| HN Mirror

Y	Hacker News new \| ask \| show \| jobs


	by Retr0id 66 days ago
	Tokens can also be burnt on decompilation.

3 comments

tptacek 66 days ago

Yes, and it apparently burns lots of tokens. But what I've heard is that the outcomes are drastically less expensive than hand-reversing was, when you account for labor costs.

link

jeffmcjunkin 66 days ago

Can confirm.

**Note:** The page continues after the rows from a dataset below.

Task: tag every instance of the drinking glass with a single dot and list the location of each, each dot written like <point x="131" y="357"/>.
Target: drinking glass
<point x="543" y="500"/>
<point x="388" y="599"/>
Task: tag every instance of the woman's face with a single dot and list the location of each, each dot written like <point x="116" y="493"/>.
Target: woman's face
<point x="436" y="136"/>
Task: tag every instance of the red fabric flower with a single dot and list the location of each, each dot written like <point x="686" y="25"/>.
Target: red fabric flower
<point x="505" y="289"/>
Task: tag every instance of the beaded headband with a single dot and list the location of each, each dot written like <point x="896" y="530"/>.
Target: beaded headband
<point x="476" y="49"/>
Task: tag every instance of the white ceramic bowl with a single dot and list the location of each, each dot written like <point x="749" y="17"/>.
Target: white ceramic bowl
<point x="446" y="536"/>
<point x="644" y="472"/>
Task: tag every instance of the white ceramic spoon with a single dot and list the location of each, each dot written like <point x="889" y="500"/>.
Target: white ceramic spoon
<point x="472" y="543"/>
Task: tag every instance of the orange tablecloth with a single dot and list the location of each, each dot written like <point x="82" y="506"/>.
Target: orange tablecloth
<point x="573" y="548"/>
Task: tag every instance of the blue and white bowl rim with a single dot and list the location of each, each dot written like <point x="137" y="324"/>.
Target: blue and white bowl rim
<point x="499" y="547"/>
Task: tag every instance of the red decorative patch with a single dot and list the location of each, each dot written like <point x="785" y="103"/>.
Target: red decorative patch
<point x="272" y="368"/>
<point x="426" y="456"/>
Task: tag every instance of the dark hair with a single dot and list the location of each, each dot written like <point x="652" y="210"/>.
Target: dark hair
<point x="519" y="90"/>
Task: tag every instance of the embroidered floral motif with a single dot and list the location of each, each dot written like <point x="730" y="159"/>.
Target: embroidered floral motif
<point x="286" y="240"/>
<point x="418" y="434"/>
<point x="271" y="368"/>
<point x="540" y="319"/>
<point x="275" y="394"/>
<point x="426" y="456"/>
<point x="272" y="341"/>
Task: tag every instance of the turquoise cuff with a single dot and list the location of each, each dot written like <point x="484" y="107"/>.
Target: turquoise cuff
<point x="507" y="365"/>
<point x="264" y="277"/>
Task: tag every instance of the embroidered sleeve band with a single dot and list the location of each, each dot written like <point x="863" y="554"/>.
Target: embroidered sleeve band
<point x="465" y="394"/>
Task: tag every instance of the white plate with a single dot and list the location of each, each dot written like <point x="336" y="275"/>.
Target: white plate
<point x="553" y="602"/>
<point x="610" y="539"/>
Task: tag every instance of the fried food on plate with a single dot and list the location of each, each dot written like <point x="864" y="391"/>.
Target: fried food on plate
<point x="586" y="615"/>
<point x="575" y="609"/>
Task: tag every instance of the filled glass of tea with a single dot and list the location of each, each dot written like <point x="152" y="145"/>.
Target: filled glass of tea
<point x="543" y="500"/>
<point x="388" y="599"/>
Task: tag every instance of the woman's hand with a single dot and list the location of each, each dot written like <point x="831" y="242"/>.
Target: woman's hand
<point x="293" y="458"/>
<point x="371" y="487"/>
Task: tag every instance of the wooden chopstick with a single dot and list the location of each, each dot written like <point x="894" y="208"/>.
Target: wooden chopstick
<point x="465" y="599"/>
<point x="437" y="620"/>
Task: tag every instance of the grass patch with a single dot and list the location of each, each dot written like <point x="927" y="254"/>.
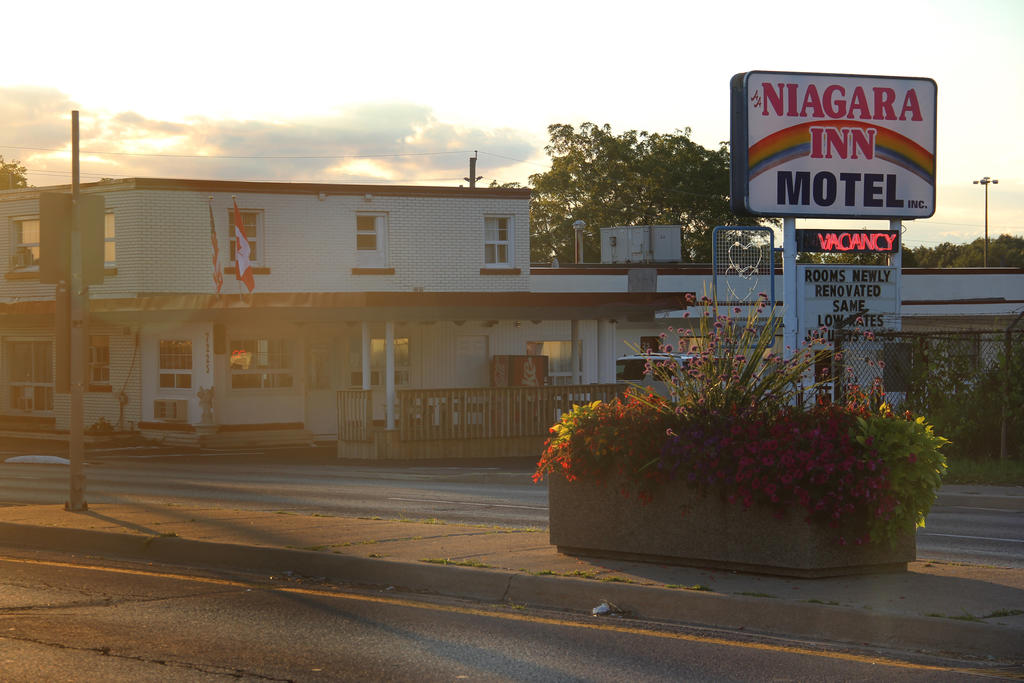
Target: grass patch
<point x="1004" y="612"/>
<point x="582" y="574"/>
<point x="461" y="563"/>
<point x="997" y="472"/>
<point x="966" y="616"/>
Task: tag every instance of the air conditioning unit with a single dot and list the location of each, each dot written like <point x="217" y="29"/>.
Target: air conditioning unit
<point x="23" y="259"/>
<point x="170" y="410"/>
<point x="641" y="244"/>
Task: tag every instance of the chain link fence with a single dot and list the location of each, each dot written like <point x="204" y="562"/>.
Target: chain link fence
<point x="969" y="384"/>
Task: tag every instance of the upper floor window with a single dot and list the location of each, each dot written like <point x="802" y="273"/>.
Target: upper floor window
<point x="26" y="244"/>
<point x="175" y="364"/>
<point x="110" y="250"/>
<point x="371" y="240"/>
<point x="99" y="359"/>
<point x="252" y="223"/>
<point x="497" y="241"/>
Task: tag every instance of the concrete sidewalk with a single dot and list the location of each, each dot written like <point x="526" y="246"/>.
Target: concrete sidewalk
<point x="940" y="608"/>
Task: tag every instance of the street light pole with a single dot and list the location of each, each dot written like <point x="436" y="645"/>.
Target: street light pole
<point x="986" y="181"/>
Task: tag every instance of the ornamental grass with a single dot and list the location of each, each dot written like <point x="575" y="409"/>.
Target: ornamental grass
<point x="730" y="424"/>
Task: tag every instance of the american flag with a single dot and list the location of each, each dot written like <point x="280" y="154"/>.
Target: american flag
<point x="218" y="278"/>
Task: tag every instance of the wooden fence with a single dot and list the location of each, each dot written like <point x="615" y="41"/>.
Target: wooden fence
<point x="478" y="413"/>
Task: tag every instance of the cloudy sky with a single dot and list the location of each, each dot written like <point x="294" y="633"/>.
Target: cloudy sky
<point x="403" y="92"/>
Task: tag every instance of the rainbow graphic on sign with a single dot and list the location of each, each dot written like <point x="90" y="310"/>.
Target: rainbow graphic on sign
<point x="796" y="141"/>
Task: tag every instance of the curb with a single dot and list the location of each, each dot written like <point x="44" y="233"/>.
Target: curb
<point x="679" y="605"/>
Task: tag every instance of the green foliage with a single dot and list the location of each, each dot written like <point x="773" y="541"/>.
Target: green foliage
<point x="730" y="426"/>
<point x="1004" y="251"/>
<point x="12" y="174"/>
<point x="967" y="385"/>
<point x="601" y="439"/>
<point x="733" y="370"/>
<point x="633" y="178"/>
<point x="909" y="450"/>
<point x="996" y="472"/>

Matching decompilation in particular (where you match the compiler along with your guess at source, compile, then compare assembly, repeating if it doesn't match) is very token-intensive, but it's now very viable: https://news.ycombinator.com/item?id=46080498

Of course LLMs see a lot more source-assembly pairs than even skilled reverse engineers, so this makes sense. Any area where you can get unlimited training data is one we expect to see top-tier performance from LLMs.

(also, hi Thomas!)

link

stackghost 66 days ago

My own experience has been that "ghidra -> ask LLM to reason about ghidra decompilation" is very effective on all but the most highly obfuscated binaries.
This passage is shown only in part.